4. What assessment has the First Minister made of the impact that the result of the US presidential elections will have on the Welsh Government's international strategy? OQ55853
As our international strategy outlines, the USA is a priority relationship for Wales and is vitally important to our economy. I have written to both the President-elect and the Vice-President-elect to congratulate them on their victory and to convey our renewed commitment to forge even closer links based on shared values and mutual interests.
I thank the First Minister for that positive and constructive response. I'm sure, like me, he would welcome the fact that it looks as though we're going to have a proactive, engaged and constructive partner, now, willing to play its role on the global stage, including by rejoining the World Health Organization in dealing with the global pandemic and by recommitting to the Paris agreement and actually taking a full and active role in Conference of the Parties 26 coming up.
But could I ask the First Minister what does he think we can do even more on the diplomatic, the economic, the social, the cultural ties? And what will the US presidency bring us in terms of perhaps things that we're not thinking so much about, like the attitude to trade and EU relations being currently negotiated by the UK Government, and also the Belfast agreement, the peace process, which, we have to remember, colleagues of ours put a lot into over successive Governments, including our good friend Paul Murphy?
I thank Huw Irranca-Davies for that. I agree with him that the most striking advantage that we will see from a Biden presidency is the re-engagment of the United States in those huge international issues and organisations, which it used to be such a reliable partner in and has ceased to be so over the last few years. So, the fact that it will re-engage with the World Health Organization will mean that its ability and the world's ability to deal with coronavirus will be strengthened. The fact that it will not now turn its back on the Paris climate accord will be good news, not just for the United States but for the whole of the world. That is the most striking thing that I think you see, from outside the United States, as being to the benefit of us all.
We will use our international offices, of course, to continue to engage both in economic opportunities for Wales, cultural links between Wales and different parts of the United States, but also the political links that we need to build with the incoming administration. I think I said last week, Llywydd, that the Welsh caucus on Capitol Hill is to be reformed. My colleague the former First Minister visited the caucus, met people involved in it, and I look forward to the day when ministerial visits to different parts of the world, and particularly the United States, are available once again. Because that will allow us to take forward even faster the international strategy we debated last week, with the envoys that we have been able to appoint—two of them in the United States—and the diaspora that we know is there in the United States, willing to help us to keep Wales's profile high there and to engage on all that agenda that Huw Irranca-Davies set out in his supplementary question.
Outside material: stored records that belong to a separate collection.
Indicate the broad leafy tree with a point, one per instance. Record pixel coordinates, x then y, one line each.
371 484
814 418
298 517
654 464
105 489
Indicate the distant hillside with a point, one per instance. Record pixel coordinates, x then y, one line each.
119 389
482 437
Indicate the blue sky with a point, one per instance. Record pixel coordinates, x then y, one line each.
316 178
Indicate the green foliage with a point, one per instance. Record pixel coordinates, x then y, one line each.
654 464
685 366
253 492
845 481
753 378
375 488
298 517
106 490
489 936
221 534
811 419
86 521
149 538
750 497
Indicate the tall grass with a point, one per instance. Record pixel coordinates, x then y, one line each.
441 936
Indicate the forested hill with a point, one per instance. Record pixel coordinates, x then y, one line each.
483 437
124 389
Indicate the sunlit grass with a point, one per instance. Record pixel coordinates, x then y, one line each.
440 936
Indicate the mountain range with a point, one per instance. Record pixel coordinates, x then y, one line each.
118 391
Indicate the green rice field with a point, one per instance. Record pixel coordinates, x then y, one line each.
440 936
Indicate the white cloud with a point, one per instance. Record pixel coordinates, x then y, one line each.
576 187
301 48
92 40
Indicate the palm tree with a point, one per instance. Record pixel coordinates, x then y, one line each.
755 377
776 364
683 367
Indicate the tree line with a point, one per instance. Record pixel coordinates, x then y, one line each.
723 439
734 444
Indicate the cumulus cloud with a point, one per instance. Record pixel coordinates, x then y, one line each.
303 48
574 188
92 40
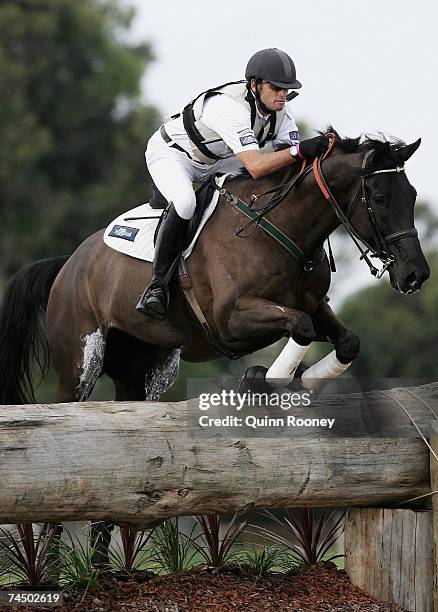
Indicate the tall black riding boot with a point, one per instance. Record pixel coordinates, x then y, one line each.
169 244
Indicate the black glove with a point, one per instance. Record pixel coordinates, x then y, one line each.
314 147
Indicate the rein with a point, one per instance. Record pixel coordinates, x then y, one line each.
256 215
383 240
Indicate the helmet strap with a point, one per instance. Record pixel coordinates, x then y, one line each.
259 102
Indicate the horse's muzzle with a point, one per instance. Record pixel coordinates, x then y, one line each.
409 277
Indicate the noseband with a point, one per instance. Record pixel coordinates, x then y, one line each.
257 216
383 240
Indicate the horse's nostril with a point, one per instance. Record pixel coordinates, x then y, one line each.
412 280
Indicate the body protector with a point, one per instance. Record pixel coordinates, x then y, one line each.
200 135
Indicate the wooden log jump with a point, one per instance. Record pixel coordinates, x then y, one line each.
139 462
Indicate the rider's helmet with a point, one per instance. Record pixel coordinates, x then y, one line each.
274 66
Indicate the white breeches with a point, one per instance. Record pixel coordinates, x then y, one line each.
174 173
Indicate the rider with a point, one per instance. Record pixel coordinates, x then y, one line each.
225 129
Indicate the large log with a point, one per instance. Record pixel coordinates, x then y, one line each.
138 462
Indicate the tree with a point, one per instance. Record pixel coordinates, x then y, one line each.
72 128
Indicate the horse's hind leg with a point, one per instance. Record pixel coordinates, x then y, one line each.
139 372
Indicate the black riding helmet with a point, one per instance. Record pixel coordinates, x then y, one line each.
274 66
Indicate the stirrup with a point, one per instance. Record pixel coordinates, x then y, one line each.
154 302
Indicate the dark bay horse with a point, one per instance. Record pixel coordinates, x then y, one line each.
251 291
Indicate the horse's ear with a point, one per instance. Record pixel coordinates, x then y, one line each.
406 152
380 154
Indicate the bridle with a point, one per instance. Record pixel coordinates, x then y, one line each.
383 240
383 253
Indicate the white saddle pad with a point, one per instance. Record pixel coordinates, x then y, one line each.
132 233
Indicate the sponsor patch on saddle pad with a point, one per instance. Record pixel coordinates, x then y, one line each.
132 233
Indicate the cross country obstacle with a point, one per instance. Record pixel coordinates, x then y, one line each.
136 463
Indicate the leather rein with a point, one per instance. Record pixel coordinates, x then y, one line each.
256 215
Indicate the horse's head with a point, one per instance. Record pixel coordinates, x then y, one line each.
382 213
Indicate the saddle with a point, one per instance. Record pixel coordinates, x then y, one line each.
204 194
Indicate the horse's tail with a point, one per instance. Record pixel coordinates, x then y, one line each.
23 342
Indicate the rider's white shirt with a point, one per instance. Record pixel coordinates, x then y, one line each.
232 122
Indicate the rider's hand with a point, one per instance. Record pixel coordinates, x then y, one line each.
314 147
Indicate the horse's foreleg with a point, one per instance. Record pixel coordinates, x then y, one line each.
252 313
345 342
254 316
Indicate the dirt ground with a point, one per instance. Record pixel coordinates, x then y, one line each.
321 588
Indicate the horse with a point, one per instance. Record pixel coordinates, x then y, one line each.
251 290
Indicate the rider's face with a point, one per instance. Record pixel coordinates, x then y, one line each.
274 98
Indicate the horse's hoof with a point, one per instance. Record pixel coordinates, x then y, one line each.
303 366
254 379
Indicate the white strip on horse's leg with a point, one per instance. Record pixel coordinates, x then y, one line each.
282 370
323 370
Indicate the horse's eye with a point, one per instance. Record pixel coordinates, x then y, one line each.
380 199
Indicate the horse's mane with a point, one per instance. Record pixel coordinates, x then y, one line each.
378 144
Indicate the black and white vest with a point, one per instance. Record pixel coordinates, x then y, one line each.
200 135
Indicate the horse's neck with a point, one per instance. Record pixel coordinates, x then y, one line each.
306 216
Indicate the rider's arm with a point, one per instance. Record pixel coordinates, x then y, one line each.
271 159
260 164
First Minister, last week marked World Kindness Day, and there are Members of your own party, you included, who've advocated a kinder politics. But kindness is not something that the left have given to Donald Trump during his time as President of the United States. Do you agree with me that no matter who the President of the United States is, it is important that Members of this Chamber, including those heckling on your back benches right now, must not make petty personal attacks that we've seen against people like Donald Trump over the past four years and should instead practise what they preach?
Well, I'd be able to provide a different sort of answer to the Member if I thought that the President to whom he referred for a moment took the advice that Darren Millar has offered. Eschewing petty personal attacks? Have you never seen the tweets that that man has poured out during the four years, and the vile abuse that he has heaped on the heads of people who disagree with him? And when he refers to kindness, I think of those 500 children who will now probably never see their parents again, and that was the direct cause of actions that that man insisted on in the United States. I won't use the word 'kindness' when I refer to the previous President of the United States while I still have those 500 children in my mind.